The actuary should prepare and retain appropriate documentation regarding the methods, assumptions, procedures, and the sources of the data used. The documentation should be in a form such that another actuary qualified in the same practice area could assess the reasonableness of the actuary’s work and should be sufficient to comply with the disclosure requirements in section 4.

Section 4. Communications and Disclosures

4.1 Actuarial Communication

When issuing an actuarial communication subject to this standard, the actuary should refer to ASOP Nos. 23 and 41, Actuarial Communications. In addition, the actuary should disclose the following, as applicable, in an actuarial communication:

a. the intended purpose(s) or use(s) of the trending procedure, including adjustments that the actuary considered appropriate in order to produce a single work product for multiple purposes or uses, if any, as described in section 3.1;

b. significant adjustments to the data or assumptions in the trend procedure, that may have a material impact on the result or conclusions of the actuary’s overall analysis;

c. the disclosure in ASOP No. 41, Actuarial Communications, section 4.2, if any material assumption or method was prescribed by applicable law (statutes, regulations, and other legally binding authority);

d. the disclosure in ASOP No. 41, section 4.3, if the actuary states reliance on other sources and thereby disclaims responsibility for any material assumption or method selected by a party other than the actuary; and

e. the disclosure in ASOP No. 41, section 4.4, if, in the actuary’s professional judgment, the actuary has otherwise deviated materially from the guidance of this ASOP.

4.2 Additional Disclosures

In certain cases, consistent with the intended purpose or use, the actuary may need to make the following disclosures in addition to those in section 4.1.
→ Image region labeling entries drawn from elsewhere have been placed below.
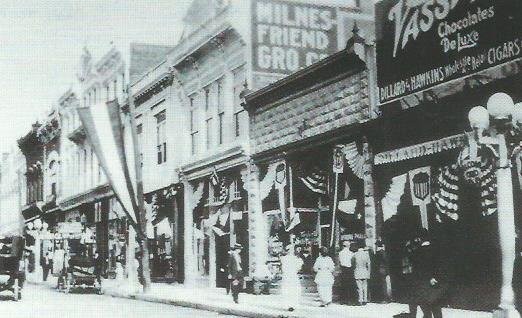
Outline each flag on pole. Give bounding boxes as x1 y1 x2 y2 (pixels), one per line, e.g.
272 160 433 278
78 101 139 228
210 168 219 187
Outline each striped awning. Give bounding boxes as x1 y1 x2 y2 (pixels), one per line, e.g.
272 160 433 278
374 134 467 165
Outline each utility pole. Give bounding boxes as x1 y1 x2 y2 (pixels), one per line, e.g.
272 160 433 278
127 85 151 292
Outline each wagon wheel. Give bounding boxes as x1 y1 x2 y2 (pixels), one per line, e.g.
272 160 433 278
13 278 22 301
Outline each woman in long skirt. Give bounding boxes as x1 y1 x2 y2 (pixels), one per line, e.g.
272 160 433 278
281 246 303 311
314 247 335 307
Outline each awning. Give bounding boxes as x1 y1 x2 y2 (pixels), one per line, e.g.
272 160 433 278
374 134 467 165
22 202 43 223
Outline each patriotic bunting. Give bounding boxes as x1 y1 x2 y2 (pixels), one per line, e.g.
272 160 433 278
299 167 328 194
432 164 459 222
78 101 139 228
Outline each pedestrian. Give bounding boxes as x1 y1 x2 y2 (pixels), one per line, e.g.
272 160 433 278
339 241 355 304
40 252 53 282
94 251 104 284
352 243 371 305
228 243 243 304
370 239 390 303
220 247 234 295
409 230 447 318
314 246 335 307
281 245 303 311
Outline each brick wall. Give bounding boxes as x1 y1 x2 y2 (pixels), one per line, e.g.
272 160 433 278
250 71 369 153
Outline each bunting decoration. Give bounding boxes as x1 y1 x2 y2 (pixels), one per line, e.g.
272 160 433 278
210 167 219 187
219 177 230 204
381 173 407 221
408 167 431 229
259 161 286 200
77 101 139 229
285 213 301 232
343 142 364 179
299 167 328 194
432 164 459 222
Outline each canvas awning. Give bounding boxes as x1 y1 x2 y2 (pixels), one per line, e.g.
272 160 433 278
374 134 467 165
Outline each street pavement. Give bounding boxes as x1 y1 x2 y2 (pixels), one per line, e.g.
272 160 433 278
0 284 237 318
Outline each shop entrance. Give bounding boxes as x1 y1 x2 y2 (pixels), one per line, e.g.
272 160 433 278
215 235 230 288
380 152 501 310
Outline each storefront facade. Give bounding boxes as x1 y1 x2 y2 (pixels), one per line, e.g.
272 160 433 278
373 61 522 310
246 49 377 298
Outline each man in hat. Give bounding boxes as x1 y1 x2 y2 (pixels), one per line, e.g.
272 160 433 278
339 241 355 304
228 243 243 304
a. When the actuary specifies a range of trend estimates, the actuary should disclose the basis of the range provided.

b. The actuary should disclose changes to assumptions, procedures, methods or models that the actuary believes might materially affect the actuary’s results or conclusions as compared to those used in a prior analysis, if any, performed for the same purpose.
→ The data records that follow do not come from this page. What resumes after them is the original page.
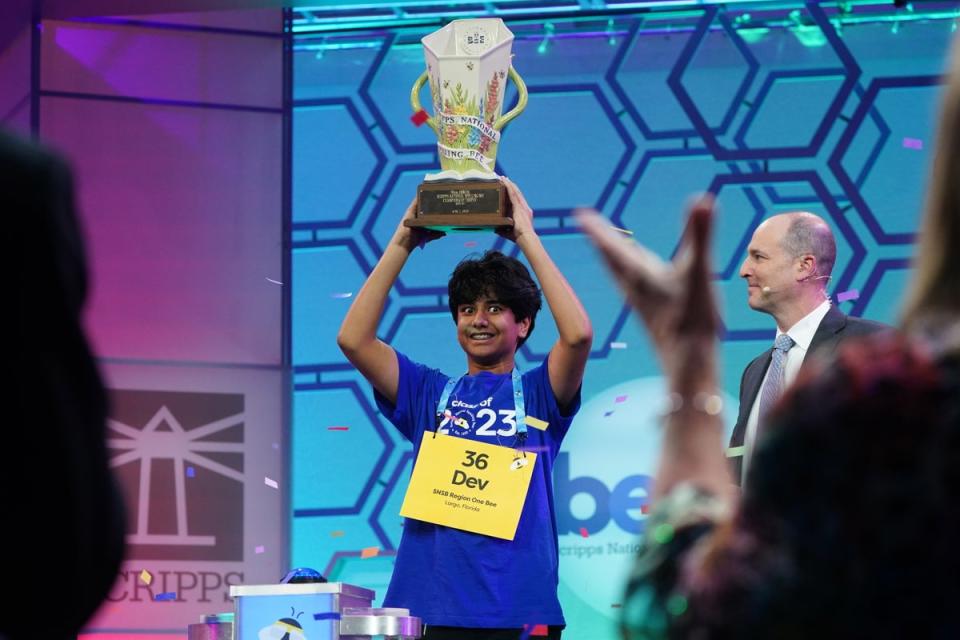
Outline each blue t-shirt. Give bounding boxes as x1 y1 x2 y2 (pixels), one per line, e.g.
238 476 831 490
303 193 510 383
374 352 580 628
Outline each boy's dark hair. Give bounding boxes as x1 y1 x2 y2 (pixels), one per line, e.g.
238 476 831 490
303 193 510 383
447 251 542 349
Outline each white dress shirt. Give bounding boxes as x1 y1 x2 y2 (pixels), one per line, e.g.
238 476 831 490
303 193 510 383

Appendix 1 – Background and Current Practices

Background

Recognition of the significance of trend in many property/casualty analyses and difficulty of discerning turning points has led to a need for increasingly sophisticated trending procedures. Publications of the CAS such as Variance and the Syllabus of Examinations, and many other publications such as statistics and economics textbooks, provide extensive information on alternative procedures. The actuary may refer to these or develop other procedures, as appropriate for each situation.

Current Practices

Trending procedures are used in ratemaking, reserving, valuation, underwriting, and marketing for most property/casualty insurance plans or policies. In such procedures, actuaries generally place reliance on (1) data generated by the book of business being analyzed, (2) other insurance data, and (3) non-insurance data, in that order of preference. Mathematical techniques are often used to smooth and extrapolate from historical data. In the absence of strong contrary indications, there is a reliance on extrapolations of historical insurance data. Procedures based on non-insurance data are also used. In trending procedures, judgmental considerations generally include, but are not limited to, the historical data used, the success of these techniques in making prior projections, the statistical goodness of fit of the techniques to the historical data, and the impact of any sudden, nonrecurring changes (for example, tort reform) that had not yet been incorporated in the historical data.

Appendix 2 – Comments on the Exposure Draft and Responses

The exposure draft of this ASOP, Trending Procedures in Property/Casualty Insurance, was issued in January 2008 with a comment deadline of May 1, 2008. Thirteen comment letters were received, some of which were submitted on behalf of multiple commentators, such as by firms or committees. For purposes of this appendix, the term “commentator” may refer to more than one person associated with a particular comment letter. The Subcommittee on Ratemaking carefully considered all comments received, and the Casualty Committee and ASB reviewed (and modified, where appropriate) the proposed changes.